Al-Kaff Alya, MacDonald Sarah C, Kent Nancy, Burrows Jason, Skarsgard Erik D, Hutcheon Jennifer A
Department of Obstetrics and Gynecology, Faculty of Medicine, University of British Columbia, Vancouver, BC, Canada.
Department of Obstetrics and Gynecology, Faculty of Medicine, University of British Columbia, Vancouver, BC, Canada.
Am J Obstet Gynecol. 2015 Oct;213(4):557.e1-8. doi: 10.1016/j.ajog.2015.06.048. Epub 2015 Jun 24.
The purpose of this study was to determine the influence of planned mode and planned timing of delivery on neonatal outcomes in infants with gastroschisis.
Data from the Canadian Pediatric Surgery Network cohort were used to identify 519 fetuses with isolated gastroschisis who were delivered at all tertiary-level perinatal centers in Canada from 2005-2013 (n = 16). Neonatal outcomes (including length of stay, duration of total parenteral nutrition, and a composite of perinatal death or prolonged exclusive total parenteral nutrition) were compared according to the 32-week gestation planned mode and timing of delivery with the use of the multivariable quantile and logistic regression.
Planned induction of labor was not associated with decreased length of stay (adjusted median difference, -2.6 days; 95% confidence interval [CI], -9.9 to 4.8), total parenteral nutrition duration (adjusted median difference, -0.2 days; 95% CI, -6.4 to 6.0), or risk of the composite adverse outcome (relative risk, 1.7; 95% CI, 0.1-3.2) compared with planned vaginal delivery after spontaneous onset of labor.
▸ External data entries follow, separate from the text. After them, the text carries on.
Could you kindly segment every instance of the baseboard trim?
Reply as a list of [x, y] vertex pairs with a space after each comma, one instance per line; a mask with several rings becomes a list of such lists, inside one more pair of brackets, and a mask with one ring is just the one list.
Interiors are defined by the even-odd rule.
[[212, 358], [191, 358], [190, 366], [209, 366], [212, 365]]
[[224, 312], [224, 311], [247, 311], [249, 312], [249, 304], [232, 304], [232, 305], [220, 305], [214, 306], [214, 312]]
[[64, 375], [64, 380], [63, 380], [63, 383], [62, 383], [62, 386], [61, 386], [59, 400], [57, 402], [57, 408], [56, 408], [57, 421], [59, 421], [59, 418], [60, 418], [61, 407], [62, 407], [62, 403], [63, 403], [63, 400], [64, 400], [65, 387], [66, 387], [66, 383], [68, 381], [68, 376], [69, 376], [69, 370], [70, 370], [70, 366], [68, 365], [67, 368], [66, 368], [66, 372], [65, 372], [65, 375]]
Planned delivery at 36-37 weeks' gestation was not associated with decreased length of stay (adjusted median difference, 5.9 days; 95% CI, -5.7 to 17.5), total parenteral nutrition duration (adjusted median difference, 3.2 days; 95% CI, -7.9 to 14.3), or risk of composite outcome (relative risk, 2.3; 95% CI, 0.8-5.4) compared with planned delivery at ≥38 weeks' gestation.
Infants with gastroschisis who were delivered after planned induction or planned delivery at 36-37 weeks' gestation did not have significantly better neonatal outcomes than planned vaginal delivery after spontaneous onset of labor and planned delivery at ≥38 weeks' gestation.
本研究旨在确定分娩方式和分娩时间计划对腹裂婴儿新生儿结局的影响。
利用加拿大儿科外科网络队列的数据,识别出2005年至2013年在加拿大所有三级围产期中心分娩的519例单纯性腹裂胎儿(n = 16)。根据孕32周时计划的分娩方式和时间,采用多变量分位数和逻辑回归比较新生儿结局(包括住院时间、全胃肠外营养持续时间以及围产期死亡或长期单纯全胃肠外营养的综合情况)。
与自然发动宫缩后的计划阴道分娩相比,计划引产与住院时间缩短(调整后中位数差异为 -2.6天;95%置信区间[CI],-9.9至4.8)、全胃肠外营养持续时间缩短(调整后中位数差异为 -0.2天;95%CI,-6.4至6.0)或综合不良结局风险(相对风险,1.7;95%CI,0.1 - 3.2)无关。与孕38周及以上的计划分娩相比,孕36 - 37周的计划分娩与住院时间缩短(调整后中位数差异为5.9天;95%CI,-5.7至17.5)、全胃肠外营养持续时间缩短(调整后中位数差异为3.2天;95%CI,-7.9至14.3)或综合结局风险(相对风险,2.3;95%CI,0.8 - 5.4)无关。
与自然发动宫缩后的计划阴道分娩以及孕38周及以上的计划分娩相比,因计划引产或孕36 - 37周计划分娩而出生的腹裂婴儿,其新生儿结局并无显著改善。